13.06.2018, 15:00 Uhr

Politischer Frühschoppen der FDP „Sportschützen und Jäger im Visier des Waffenrechts ?!“

„Die EU zielt beim Waffenrecht auf die Falschen“, sagt Ulrich Falk, Geschäftsführer des Bundes Deutscher Sportschützen (rechts), der auf Einladung von Dominik Heuwieser, Landtagsdirektkandidat der FDP Rottal-Inn bei einem politischen Frühschoppen in Tann sprach. (Foto: Christoph Pleininger)„Die EU zielt beim Waffenrecht auf die Falschen“, sagt Ulrich Falk, Geschäftsführer des Bundes Deutscher Sportschützen (rechts), der auf Einladung von Dominik Heuwieser, Landtagsdirektkandidat der FDP Rottal-Inn bei einem politischen Frühschoppen in Tann sprach. (Foto: Christoph Pleininger)

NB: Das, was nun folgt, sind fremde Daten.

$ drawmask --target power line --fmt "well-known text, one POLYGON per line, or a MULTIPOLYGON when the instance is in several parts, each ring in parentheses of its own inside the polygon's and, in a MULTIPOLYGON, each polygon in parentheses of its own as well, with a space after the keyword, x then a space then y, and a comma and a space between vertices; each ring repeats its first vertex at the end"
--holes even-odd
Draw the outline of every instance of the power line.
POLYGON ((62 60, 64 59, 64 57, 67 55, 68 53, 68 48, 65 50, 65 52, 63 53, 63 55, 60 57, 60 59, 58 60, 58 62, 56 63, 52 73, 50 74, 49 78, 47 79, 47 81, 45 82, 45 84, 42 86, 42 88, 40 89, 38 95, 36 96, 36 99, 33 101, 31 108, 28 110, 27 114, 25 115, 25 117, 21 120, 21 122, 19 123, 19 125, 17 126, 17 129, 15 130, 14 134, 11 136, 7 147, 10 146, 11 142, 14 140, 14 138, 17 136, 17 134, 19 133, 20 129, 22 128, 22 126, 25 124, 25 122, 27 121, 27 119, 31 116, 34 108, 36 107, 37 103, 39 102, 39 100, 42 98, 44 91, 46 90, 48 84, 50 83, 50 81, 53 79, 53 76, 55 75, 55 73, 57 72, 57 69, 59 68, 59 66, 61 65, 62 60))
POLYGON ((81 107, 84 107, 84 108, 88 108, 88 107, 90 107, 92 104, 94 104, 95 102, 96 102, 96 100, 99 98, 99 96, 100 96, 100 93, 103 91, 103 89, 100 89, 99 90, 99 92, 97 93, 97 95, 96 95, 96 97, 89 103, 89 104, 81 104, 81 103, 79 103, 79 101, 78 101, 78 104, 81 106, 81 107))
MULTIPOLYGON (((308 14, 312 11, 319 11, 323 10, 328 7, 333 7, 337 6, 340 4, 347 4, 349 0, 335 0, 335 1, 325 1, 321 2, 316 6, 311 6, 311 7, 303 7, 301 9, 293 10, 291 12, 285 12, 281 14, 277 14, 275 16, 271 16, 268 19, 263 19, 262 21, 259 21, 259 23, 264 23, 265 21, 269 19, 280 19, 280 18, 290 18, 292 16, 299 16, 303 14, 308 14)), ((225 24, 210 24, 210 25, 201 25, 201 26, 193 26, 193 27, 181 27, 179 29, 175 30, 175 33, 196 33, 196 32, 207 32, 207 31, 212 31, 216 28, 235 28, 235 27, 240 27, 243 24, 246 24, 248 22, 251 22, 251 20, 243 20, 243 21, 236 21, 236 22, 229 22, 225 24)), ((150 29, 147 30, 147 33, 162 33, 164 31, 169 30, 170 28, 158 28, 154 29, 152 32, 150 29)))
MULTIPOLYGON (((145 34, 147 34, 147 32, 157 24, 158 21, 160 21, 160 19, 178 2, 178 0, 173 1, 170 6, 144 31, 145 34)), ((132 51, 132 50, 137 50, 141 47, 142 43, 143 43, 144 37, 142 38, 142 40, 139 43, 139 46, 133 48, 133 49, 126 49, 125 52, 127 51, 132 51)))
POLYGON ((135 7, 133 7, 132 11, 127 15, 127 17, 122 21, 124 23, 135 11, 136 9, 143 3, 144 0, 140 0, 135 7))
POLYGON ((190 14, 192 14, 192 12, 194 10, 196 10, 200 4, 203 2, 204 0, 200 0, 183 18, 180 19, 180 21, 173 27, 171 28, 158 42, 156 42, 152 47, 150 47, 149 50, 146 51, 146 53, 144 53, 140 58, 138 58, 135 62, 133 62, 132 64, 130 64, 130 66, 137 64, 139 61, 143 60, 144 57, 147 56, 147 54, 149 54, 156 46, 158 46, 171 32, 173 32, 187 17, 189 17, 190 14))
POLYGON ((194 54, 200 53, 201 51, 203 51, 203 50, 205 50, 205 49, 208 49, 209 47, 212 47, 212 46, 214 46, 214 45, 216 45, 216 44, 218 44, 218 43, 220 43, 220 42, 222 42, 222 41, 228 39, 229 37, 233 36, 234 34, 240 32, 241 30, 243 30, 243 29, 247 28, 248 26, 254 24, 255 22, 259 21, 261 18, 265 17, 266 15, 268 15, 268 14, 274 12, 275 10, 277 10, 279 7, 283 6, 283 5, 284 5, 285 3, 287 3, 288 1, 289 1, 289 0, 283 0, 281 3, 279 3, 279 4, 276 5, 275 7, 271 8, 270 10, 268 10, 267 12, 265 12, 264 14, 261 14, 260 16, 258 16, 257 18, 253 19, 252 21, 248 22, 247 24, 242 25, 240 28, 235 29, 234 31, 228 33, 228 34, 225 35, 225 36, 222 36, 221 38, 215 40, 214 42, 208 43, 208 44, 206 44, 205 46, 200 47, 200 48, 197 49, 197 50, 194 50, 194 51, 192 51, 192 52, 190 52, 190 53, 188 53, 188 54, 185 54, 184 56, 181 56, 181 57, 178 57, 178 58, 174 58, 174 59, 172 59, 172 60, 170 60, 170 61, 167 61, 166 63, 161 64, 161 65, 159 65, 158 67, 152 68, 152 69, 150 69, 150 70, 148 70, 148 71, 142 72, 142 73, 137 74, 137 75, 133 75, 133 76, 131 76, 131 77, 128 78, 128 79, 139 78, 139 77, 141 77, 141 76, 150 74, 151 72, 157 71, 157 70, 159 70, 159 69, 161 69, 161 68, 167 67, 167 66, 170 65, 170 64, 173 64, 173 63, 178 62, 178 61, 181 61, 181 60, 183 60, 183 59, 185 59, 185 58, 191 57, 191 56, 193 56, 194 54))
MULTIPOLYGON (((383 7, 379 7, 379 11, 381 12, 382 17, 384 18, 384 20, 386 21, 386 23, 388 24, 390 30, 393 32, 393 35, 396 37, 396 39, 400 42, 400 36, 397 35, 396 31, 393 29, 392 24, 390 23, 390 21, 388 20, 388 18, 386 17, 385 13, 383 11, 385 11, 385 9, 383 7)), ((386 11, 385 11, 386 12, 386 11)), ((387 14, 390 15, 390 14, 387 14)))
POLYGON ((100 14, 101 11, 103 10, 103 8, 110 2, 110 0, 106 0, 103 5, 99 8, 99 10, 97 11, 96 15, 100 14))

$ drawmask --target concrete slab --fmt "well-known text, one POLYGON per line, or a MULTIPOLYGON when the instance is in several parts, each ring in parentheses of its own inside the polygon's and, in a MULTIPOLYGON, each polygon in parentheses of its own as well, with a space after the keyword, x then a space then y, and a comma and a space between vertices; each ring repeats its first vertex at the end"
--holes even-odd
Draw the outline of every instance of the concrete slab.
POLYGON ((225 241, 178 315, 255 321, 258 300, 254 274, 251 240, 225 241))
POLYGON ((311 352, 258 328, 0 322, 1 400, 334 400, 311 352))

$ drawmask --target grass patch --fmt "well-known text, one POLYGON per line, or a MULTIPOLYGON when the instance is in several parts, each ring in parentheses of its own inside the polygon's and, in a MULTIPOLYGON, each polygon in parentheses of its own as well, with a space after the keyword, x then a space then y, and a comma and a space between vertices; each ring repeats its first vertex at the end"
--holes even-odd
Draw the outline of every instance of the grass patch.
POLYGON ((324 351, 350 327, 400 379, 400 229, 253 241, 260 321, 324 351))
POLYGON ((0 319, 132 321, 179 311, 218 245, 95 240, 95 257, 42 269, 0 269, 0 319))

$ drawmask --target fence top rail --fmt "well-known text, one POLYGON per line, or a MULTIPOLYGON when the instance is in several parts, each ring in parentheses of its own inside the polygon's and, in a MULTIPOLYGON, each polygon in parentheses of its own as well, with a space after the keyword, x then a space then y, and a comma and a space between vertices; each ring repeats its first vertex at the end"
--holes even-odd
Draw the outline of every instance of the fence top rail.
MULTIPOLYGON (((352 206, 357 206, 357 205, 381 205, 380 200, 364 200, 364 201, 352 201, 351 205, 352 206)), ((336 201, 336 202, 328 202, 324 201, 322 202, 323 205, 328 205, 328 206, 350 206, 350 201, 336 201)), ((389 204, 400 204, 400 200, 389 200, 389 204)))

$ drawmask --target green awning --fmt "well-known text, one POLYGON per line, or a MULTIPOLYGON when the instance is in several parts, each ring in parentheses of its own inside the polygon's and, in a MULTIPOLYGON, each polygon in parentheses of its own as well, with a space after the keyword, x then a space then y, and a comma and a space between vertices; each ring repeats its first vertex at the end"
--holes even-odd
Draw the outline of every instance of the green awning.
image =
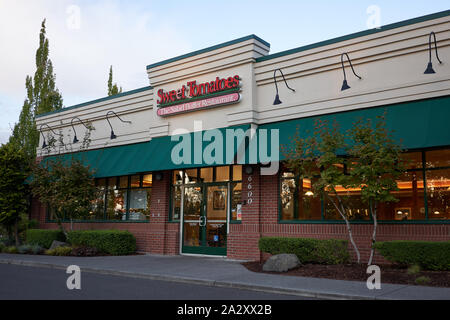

Ulrich Falk, Geschäftsführer des Bundes Deutscher Sportschützen (Berlin): Statt Terroristen und Verbrecher werden Sportschützen und Jäger bei Verschärfungen ins Visier genommen.

TANN „Die Europäische Union (EU) zielt bei der geplanten Verschärfung des Waffenrechtes an Terrorristen vorbei und nimmt Sportschützen und Jäger ins Visier.“ Diese Ansicht vertrat Ulrich Falk, Geschäftsführer beim Bund Deutscher Sportschützen 1975 e. V. (BDS), bei einem politischen Frühschoppen am vergangenen Samstag im Grainer-Bräu in Tann.

Nach einer Verschärfung im letzten Jahr, so führte Falk aus, will die EU bereits heuer erneut das Waffengesetz verschärfen. 2017 seien Sportschützen und Jäger mit höheren Kosten für Waffenschränke belastet worden. „Die alten Normvorschriften haben völlig ausgereicht“, meint Falk. Die Politik habe ihre Behauptung nie nachgewiesen, dass die bestehenden Schränke und Schranksysteme unsicher seien. Trotzdem sei das Gesetz verschärft worden. „Die Zeche zahlt der rechtstreue Waffenbesitzer“, erklärt der BDS-Geschäftsführer.

Jetzt soll das EU-Recht noch einmal verschärft werden. Diesmal hatte die EU Terroristen und Verbrecher vor Augen gehabt. In der Realität trifft das Gesetz Falk zufolge aber nur diejenigen, die sich an das Gesetz halten und eben nicht die anvisierten Kriminellen und Mörder. Es bleibe abzuwarten, so Falk, was Bundesinnenminister Horst Seehofer (CSU) auf diesem Feld vorhat.

Dominik Heuwieser, Landtagsdirektkandidat der FDP Rottal Inn aus Unterdietfurt, stellt eine zunehmende Kriminalisierung von Jägern und Sportschützen fest. Eine Kontrolle der sachgemäßen Aufbewahrung von Waffen sei völlig in Ordnung und notwendig. „Es leuchtet nicht ein, dass legale Waffenbesitzer unangekündigt kontrolliert werden können. Beim Verdacht auf illegalen Waffenbesitz ist jedoch erst ein richterlicher Durchsuchungsbefehl nötig.“

Im Gegensatz zu anderen Bundesländern fallen für die Waffenbesitzer in Bayern keine Gebühren für die Kontrollen an. Dies habe die FDP-Landtagsfraktion in der vorletzten Legislaturperiode durchgesetzt, so Heuwieser.

Der BDS mit Sitz in Berlin ist der zweitgrößte Sportschützenverband in der Bundesrepublik Deutschland. Vorwiegend wird das sportliche Großkaliberschießen mit Kurz- und Langwaffen betrieben. Insgesamt haben sich im BDS mehr als 75.000 Sportschützen zur gemeinsamen Ausübung des Schießsport zusammengefunden.